The Impact of Employment Releases on Qui Tam Cases
Whistleblowers often run into this situation: they’ve done the right thing to report suspicious conduct up the company’s chain of command only to be rewarded by being told that their services are no longer needed. While they collect their belongings, the company offers a lump sum of money in exchange for them signing a broad release of all claims that the former employee could one day bring against the company. The frazzled former employee tempted by the money often signs the agreement.
In the days or weeks that follow, the employee may figure out that the suspicious conduct they reported could have been the basis of a False Claims Act qui tam lawsuit and tries to file a case. One of the first hurdle the employee will need to clear is to get around the broad release of claims that they signed on their way out the door.
As with most things in life, timing is everything.
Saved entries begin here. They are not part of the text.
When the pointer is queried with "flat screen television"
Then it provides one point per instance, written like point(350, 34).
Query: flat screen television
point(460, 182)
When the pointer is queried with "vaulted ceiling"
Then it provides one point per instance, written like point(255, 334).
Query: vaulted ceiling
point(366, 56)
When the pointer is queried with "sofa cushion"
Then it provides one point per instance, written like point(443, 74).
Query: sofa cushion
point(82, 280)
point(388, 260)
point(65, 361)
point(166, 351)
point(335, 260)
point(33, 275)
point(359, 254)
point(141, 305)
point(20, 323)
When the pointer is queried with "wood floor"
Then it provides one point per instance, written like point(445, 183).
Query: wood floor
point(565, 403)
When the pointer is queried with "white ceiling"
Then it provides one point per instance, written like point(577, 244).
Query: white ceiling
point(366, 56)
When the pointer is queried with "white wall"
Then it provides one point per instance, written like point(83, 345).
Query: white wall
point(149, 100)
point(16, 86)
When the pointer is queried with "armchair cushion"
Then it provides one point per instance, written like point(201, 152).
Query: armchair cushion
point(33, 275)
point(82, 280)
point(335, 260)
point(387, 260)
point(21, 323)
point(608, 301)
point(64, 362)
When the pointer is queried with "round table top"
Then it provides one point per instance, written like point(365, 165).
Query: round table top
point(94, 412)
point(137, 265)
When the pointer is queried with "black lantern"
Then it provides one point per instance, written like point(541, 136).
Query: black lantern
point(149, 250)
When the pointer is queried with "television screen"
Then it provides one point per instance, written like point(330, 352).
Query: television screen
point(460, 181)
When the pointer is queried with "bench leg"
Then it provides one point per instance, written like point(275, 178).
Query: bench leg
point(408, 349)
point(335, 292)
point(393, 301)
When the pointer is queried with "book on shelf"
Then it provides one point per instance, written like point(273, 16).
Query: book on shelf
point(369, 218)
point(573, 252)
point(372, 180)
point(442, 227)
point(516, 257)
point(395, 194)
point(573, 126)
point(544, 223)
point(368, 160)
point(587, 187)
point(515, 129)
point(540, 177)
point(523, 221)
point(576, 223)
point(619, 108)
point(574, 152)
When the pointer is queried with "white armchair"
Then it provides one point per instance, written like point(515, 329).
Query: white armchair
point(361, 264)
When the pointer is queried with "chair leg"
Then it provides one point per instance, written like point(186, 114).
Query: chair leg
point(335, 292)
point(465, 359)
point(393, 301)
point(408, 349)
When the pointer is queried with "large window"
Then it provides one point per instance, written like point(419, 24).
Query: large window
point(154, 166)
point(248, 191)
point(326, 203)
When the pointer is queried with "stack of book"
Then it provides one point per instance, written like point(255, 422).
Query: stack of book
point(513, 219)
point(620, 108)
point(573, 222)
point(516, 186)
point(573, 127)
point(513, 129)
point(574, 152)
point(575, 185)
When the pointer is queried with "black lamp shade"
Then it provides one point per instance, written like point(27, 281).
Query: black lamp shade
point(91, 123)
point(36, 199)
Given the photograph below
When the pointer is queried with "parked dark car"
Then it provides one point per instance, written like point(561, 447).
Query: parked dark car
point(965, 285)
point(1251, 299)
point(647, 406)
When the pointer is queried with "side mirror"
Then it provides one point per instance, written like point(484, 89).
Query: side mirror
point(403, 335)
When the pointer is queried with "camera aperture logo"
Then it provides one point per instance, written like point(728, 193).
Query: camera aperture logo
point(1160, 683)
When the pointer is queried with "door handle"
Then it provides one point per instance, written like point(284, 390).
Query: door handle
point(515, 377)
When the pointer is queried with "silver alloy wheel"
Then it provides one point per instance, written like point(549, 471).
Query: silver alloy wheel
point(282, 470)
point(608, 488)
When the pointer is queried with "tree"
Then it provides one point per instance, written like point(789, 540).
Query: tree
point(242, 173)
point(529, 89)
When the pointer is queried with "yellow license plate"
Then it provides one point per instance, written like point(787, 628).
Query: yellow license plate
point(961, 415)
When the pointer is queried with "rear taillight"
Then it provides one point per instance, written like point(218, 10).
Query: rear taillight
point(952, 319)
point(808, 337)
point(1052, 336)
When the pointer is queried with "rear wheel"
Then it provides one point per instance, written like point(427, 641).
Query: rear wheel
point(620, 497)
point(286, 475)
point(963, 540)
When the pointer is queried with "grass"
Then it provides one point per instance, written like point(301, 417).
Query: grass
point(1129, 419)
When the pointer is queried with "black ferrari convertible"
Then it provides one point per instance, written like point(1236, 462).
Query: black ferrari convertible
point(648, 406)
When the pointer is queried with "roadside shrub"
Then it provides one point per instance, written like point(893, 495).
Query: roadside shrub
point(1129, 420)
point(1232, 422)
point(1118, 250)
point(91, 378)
Releases signed after a case is filed.
The single biggest factor that determines whether a whistleblower case is still viable despite the existence of a broad release is when the release is signed. If it’s after the case is on file, then generally speaking, the case is found to not be released. The rationale is that once a qui tam case has been started, the False Claims Act provides that it can only be dismissed with permission of the government and the court — not by a release signed by the whistleblower. 31 U.S.C. 3730(b)(1); see also U.S. ex rel. Ritchie v. Lockheed Martin Corp., 558 F.3d 1161, 1168 (10th Cir.2009)(“[T]he statute only governs the enforceability of settlement agreements made after the filing of a qui tam claim.”). This rationale holds true no matter how broad the release is worded.
Releases signed before a case is filed.
That said, if the whistleblower signs the release on the way out the door and then files a case, he or she could be in trouble. The False Claims Act statute does not provide specific guidance on pre-filing releases and the United States Supreme Court has yet to weigh in on this issue in the False Claims Act context. The Supreme Court has provided guidance as to how releases impact cases generally, holding that “a promise is unenforceable if the interest in its enforcement is outweighed in the circumstances by a public policy harmed by enforcement of the agreement.” Town of Newton v. Rumery, 480 U.S. 386, 392 (1987) This so-called “Rumery test,” is a balancing test to ensure public policy is not jeopardized by enforcement of any contract or agreement.
Building on the Rumery test, federal courts generally now agree that “pre-filing releases bar subsequent qui tam claims if (1) the release can be fairly interpreted to encompass qui tam claims and (2) public policy does not otherwise outweigh enforcement of the release.” U.S. ex rel. Nowak v. Medtronic, Inc., 806 F. Supp. 2d 310, 336 (D. Mass. 2011). The second prong is essentially the Rumery balancing test and has led to what has been called the “government knowledge exception,” which has been explained very concisely:
When the government is unaware of potential FCA claims, the public interest favoring the use of qui tam suits to supplement federal enforcement weighs against enforcing pre-filing releases. But when the government is aware of the claims prior to suit having been filed, public policies supporting the private settlement of suits heavily favor enforcement of a pre-filing release.
U.S. ex rel. Radcliffe v. Perdue Pharma., L.P., 600 F.3d 319, 332 (4th Cir.2010).
What does it all mean?
In practice, this means that whether a pre-filing release will bar a whistleblower case depends on whether the government would have had knowledge of the fraud if the case was not filed. This is a difficult evaluation to make in any case. As a result, a very careful fact-specific evaluation needs to be done prior to filing a qui tam case, so it is very important that a whistleblower immediately tell his or her lawyer about the existence of any release, or about any pending release that is under consideration.